So none of EK43 has infinite grind settings?


----------



## arty11 (Mar 9, 2015)

d_leonit said:


> I had similar experience with Mazzer Major which had issue with static and have problem with mess (only a metal mesh help the issue). Compak F10 was much better, because of lower RPM and conical burrs.
> 
> So none of EK43 has infinite grind settings?


 Maybe I've made the mess issue out to be worse than it is. It is a bit messier due to grounds speed out and static, but as long as it's contained in a dosing cup or similar, it's not too bad. It's just not a neat, tidy single dose grinder like the e80 supreme, or mythos etc.

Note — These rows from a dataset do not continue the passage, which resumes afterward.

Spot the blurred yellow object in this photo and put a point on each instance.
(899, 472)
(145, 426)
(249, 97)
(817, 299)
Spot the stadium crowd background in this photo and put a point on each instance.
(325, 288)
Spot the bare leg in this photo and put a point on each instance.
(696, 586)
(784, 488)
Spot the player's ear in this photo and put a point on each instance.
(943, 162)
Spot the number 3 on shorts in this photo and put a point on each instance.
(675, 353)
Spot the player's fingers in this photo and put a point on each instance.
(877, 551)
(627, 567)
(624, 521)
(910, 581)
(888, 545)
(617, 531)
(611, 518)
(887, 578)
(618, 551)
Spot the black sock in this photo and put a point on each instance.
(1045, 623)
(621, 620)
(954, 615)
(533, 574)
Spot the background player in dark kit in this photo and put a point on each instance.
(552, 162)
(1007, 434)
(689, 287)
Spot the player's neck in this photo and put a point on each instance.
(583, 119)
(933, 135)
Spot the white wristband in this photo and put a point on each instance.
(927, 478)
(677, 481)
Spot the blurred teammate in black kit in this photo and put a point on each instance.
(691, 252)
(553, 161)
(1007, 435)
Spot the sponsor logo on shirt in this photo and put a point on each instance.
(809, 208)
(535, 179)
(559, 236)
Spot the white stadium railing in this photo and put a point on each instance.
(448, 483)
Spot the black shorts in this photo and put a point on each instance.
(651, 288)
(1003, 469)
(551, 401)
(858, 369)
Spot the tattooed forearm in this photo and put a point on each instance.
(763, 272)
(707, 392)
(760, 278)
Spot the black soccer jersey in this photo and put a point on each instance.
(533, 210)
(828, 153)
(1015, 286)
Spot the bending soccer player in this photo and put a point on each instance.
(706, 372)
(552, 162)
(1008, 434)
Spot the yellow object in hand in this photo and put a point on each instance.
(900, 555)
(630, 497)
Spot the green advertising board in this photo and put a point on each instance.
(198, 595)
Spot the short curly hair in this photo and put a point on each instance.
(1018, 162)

Yeah, it's infinite in that it you can easily move it round the scale of 0-16... It's not 16 notches, it's literally anywhere from touching burrs to as coarse as you want. Just that for espresso, mine specifically, hovers anywhere from 0-1 on the dial. For me, the rest of the dial goes unused! Unless I do a caffetier or aeropress.

Hope this makes sense?!


----------



## RobbieTheTruth (Jun 4, 2019)

I notice your Miele washing machine.


----------



## arty11 (Mar 9, 2015)

Well spotted... It gets covered in grounds every day!


----------



## Ken3591 (Nov 25, 2020)

The matt black is very cool.


----------



## arty11 (Mar 9, 2015)

Yeah, it's a really nice finish... Much nicer in the flesh than the pics. Matches the EK perfectly! I still feel very lucky and grateful to have it. Very pleased!


----------



## Bigal (Nov 13, 2015)

Have you tried spritzing the beans with a little water from a spray bottle. It stops or greatly reduces static and stops the spraying of the grinds. I get very minimal to no mess now.


----------



## mctrials23 (May 8, 2017)

Now you just need to get some custom knobs and paddle!


----------



## arty11 (Mar 9, 2015)

Bigal said:


> Have you tried spritzing the beans with a little water from a spray bottle. It stops or greatly reduces static and stops the spraying of the grinds. I get very minimal to no mess now.

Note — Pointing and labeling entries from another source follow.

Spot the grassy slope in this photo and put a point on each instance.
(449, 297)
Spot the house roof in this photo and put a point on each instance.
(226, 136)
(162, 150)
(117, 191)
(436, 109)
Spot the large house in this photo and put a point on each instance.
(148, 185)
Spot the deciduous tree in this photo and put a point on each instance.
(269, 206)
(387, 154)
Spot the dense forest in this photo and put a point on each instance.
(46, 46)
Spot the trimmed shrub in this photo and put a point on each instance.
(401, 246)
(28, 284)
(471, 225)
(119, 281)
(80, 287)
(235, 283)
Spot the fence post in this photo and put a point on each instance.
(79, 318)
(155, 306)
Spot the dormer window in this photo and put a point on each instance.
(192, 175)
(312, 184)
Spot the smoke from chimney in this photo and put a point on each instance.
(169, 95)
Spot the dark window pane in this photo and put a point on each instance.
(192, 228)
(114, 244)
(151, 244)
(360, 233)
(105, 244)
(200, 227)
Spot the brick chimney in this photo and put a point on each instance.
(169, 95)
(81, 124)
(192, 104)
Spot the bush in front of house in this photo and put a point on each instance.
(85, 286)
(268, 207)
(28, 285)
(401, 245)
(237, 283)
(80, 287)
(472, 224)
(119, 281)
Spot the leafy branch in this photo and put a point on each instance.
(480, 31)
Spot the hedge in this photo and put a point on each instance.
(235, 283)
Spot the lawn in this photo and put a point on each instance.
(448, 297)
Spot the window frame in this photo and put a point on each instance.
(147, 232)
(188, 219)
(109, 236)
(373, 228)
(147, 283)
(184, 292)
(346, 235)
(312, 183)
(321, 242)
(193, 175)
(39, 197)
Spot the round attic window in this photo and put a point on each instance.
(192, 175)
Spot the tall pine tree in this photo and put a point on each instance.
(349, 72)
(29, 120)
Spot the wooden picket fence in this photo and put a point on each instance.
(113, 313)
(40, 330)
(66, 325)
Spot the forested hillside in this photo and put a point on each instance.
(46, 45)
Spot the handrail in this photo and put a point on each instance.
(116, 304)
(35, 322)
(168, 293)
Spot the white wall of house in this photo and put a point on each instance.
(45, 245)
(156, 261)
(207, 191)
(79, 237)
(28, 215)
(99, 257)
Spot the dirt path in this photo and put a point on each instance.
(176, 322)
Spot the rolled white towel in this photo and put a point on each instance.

 You know what, I've seen/heard that before to be honest. I've always thought though, that beans that are wet (or spritzed) is going to end up corroding the insides? If it doesn't, I may well end up doing that!


----------



## arty11 (Mar 9, 2015)

mctrials23 said:


> Now you just need to get some custom knobs and paddle!


 I've already looked at those! 

Whilst I like the wood ones, I like the black look I've got. I've seen that black acrylic and steel are now available. One think I don't like about the custom knobs though is losing the branded end caps! I'd prefer to have branded caps, but in metal.

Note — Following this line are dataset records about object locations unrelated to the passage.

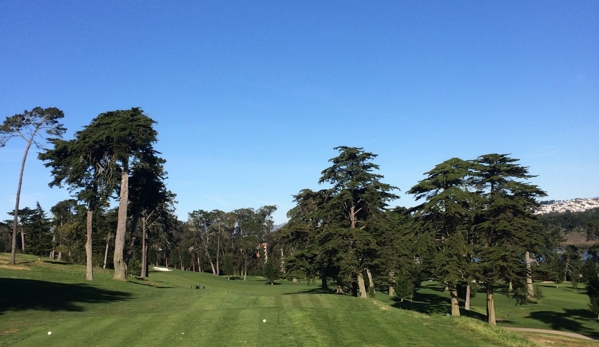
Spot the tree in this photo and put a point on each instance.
(447, 215)
(271, 271)
(149, 199)
(29, 125)
(505, 224)
(357, 196)
(121, 138)
(593, 293)
(337, 223)
(88, 172)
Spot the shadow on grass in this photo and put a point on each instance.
(318, 290)
(569, 320)
(22, 294)
(434, 303)
(57, 262)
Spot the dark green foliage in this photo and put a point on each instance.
(336, 226)
(569, 222)
(28, 125)
(447, 216)
(404, 286)
(271, 271)
(538, 294)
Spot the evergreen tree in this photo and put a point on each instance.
(447, 214)
(29, 125)
(505, 224)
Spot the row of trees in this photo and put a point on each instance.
(475, 223)
(114, 153)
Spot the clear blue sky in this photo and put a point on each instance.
(251, 97)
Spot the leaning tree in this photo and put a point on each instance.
(123, 137)
(505, 224)
(29, 126)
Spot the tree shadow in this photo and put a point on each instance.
(433, 303)
(22, 294)
(318, 290)
(569, 320)
(57, 262)
(424, 303)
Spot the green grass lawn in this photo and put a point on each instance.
(561, 308)
(168, 310)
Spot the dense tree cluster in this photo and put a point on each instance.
(475, 223)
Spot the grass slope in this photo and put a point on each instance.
(168, 310)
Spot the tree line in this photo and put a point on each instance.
(474, 225)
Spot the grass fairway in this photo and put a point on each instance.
(168, 310)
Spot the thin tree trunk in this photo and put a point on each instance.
(22, 241)
(455, 306)
(144, 249)
(323, 282)
(391, 283)
(354, 287)
(245, 268)
(210, 259)
(467, 298)
(361, 285)
(89, 269)
(339, 285)
(217, 252)
(531, 290)
(120, 268)
(106, 251)
(490, 307)
(370, 283)
(13, 254)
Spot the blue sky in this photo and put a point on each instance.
(251, 96)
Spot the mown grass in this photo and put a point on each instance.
(563, 308)
(168, 310)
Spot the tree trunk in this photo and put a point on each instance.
(455, 305)
(323, 282)
(339, 285)
(354, 287)
(531, 290)
(89, 267)
(144, 249)
(370, 283)
(217, 252)
(106, 251)
(245, 268)
(361, 285)
(490, 307)
(391, 283)
(210, 259)
(13, 254)
(22, 241)
(120, 268)
(467, 298)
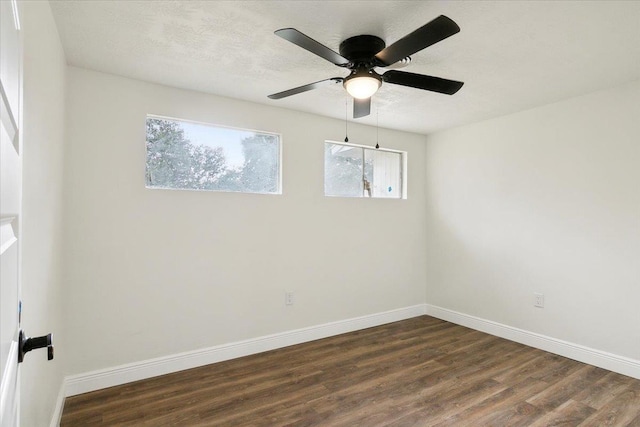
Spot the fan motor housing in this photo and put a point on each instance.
(361, 49)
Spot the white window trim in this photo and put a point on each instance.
(198, 122)
(403, 161)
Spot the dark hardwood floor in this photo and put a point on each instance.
(417, 372)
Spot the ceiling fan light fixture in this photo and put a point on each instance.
(362, 84)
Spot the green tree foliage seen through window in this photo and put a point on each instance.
(173, 161)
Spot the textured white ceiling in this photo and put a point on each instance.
(511, 55)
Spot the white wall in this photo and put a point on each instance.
(44, 104)
(152, 273)
(548, 201)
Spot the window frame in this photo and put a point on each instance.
(220, 126)
(403, 169)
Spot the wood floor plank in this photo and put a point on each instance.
(418, 372)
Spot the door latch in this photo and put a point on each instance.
(26, 344)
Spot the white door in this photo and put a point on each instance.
(10, 205)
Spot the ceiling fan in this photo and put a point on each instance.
(361, 54)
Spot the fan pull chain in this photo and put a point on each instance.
(377, 127)
(346, 112)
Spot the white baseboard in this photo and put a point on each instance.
(612, 362)
(95, 380)
(57, 412)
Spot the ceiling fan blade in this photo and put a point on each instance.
(306, 88)
(420, 81)
(430, 33)
(361, 107)
(306, 42)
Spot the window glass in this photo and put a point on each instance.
(193, 156)
(354, 171)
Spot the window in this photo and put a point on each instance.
(356, 171)
(193, 156)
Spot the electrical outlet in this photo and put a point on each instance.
(288, 298)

I am considering the pantechnicon cup rail for the top though!!


----------



## mctrials23 (May 8, 2017)

arty11 said:


> I've already looked at those!
> 
> Whilst I like the wood ones, I like the black look I've got. I've seen that black acrylic and steel are now available. One think I don't like about the custom knobs though is losing the branded end caps! I'd prefer to have branded caps, but in metal.
> 
> I am considering the pantechnicon cup rail for the top though!!


 Yeah, the black makes colour choice a little harder I think. I really like the colour though. As with all high end gear though, all the people that make acessories price them accordingly with somewhat of a markup.


----------



## arty11 (Mar 9, 2015)

mctrials23 said:


> Yeah, the black makes colour choice a little harder I think. I really like the colour though. As with all high end gear though, all the people that make acessories price them accordingly with somewhat of a markup.


 Yeah... The black is less easy to pair things with, but still wanted the black to match the grinder. To be honest, I watched a clip of them making the top rail on their website and interestingly after watching that, you kinda think it's not a bad price given the hand made nature of it! I was quite surprised of the work that went into such a simple looking thing. You'd imagine it'd be £50 from the look of it, tops! When you see how hand made they are, all of a sudden you can seemingly justify it! Well, kind of!


----------